Put the modified code below:

### Exercise 4

#### Build a function to modify a file

Based on what we have seen in the previous lectures (Importing data, Conditionals and Loops): 

Build a function that takes as parameter the name of a country, then reads the file 'data/sample.txt', checks if the country exists in the file and if it doesn't the function should add it as a new line and otherwise print out that the country already exists (You can use a formatted string).

## Extra

### Functions Applied to Functions

Note that you can also use functions as parameters, like in the example below. `call` is a function that calls the function passed to it (fn) on some data passed to it (arg).
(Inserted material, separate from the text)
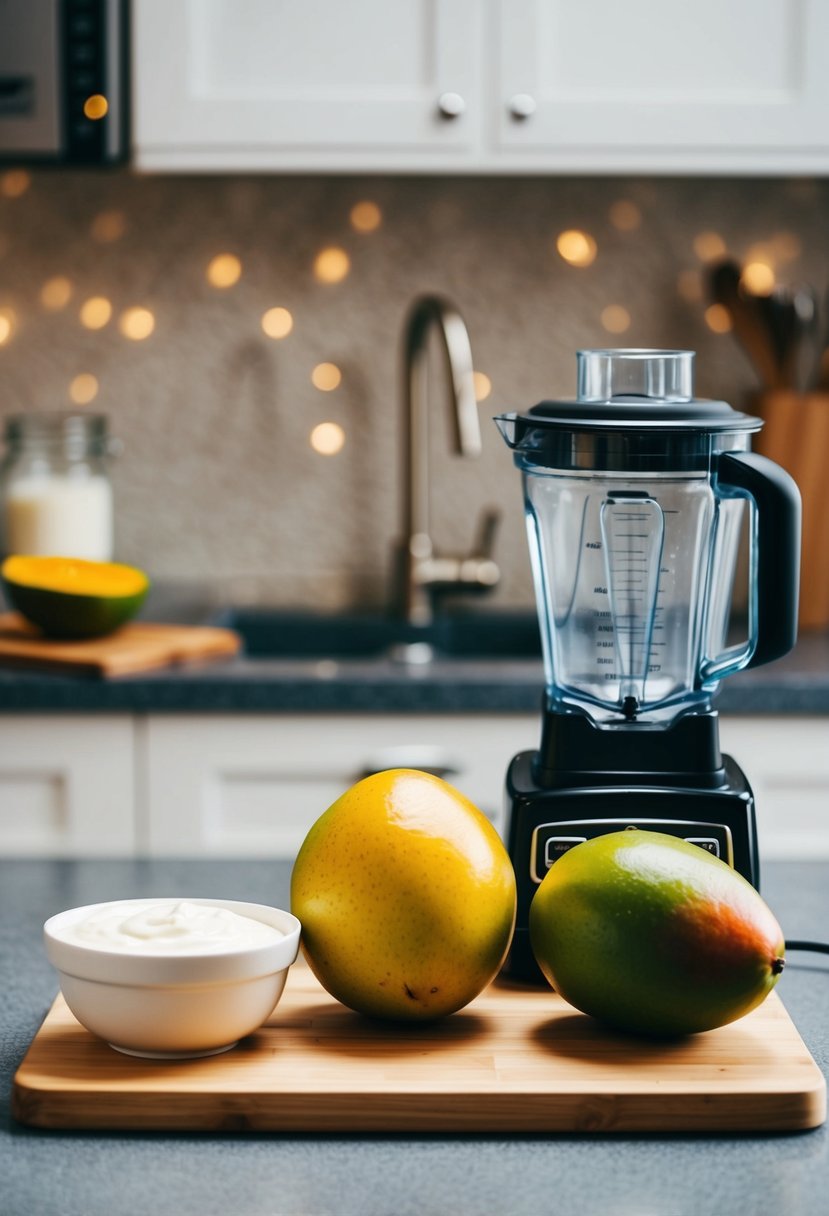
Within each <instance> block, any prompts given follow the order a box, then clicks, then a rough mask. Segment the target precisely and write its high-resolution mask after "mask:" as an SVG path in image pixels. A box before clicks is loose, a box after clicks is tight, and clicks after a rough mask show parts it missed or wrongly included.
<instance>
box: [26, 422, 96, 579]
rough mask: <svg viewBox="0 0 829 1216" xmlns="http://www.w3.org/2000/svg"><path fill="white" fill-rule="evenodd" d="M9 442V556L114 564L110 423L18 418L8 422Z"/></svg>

Functions that operate on other functions are called "Higher order functions".


In [1]:

def mult_by_five(x):
    return 5 * x

def call(fn, arg):
    """Call fn on arg"""
    return fn(arg)

def squared_call(fn, arg):
    """Call fn on the result of calling fn on arg"""
    return fn(fn(arg))

In [2]:
print(call(mult_by_five, 1),
      squared_call(mult_by_five, 1), 
      sep='\n')

5
25


### Refactoring Code: Improving it without breaking it

By modularizing code, we give ourselves the ability to modify small parts of the code without having to worry about the rest of it--so long as the inputs and outputs don't change, anything that happens in the middle doesn't matter to the code that calls the function!

The exercises above all contain things that can be improved, whether that is to make them simpler, more readable, or more reliable, any improvements are helpful.  Let's work through them again and make the following improvements:

  1. **Remove Orphan Code**: Often, code that isn't actually used by the function is left sitting there, lost and forgotten.  Deleting those lines will make it easier to see how everything works and improve readability.
  2. **Change variable names to something clearer**: variables like x and y are not helpful.  Make them something that represents that result of the line!
  3. **Reduce the number of steps**: If there are several lines doing something you think is simple, either compress them to a single line or make a new function that represents that action.  If you know that the function you want already exists in another package, then import that package and use it!
  4. **Convert While loops to For loops**: If you see iteration happening, use a for-loop!  If it's a single action, why not make it a comprehension?

### **Exercises**

Refactor the functions created in the previous section.  Make sure to re-run the code with each change you make to verify that it still works!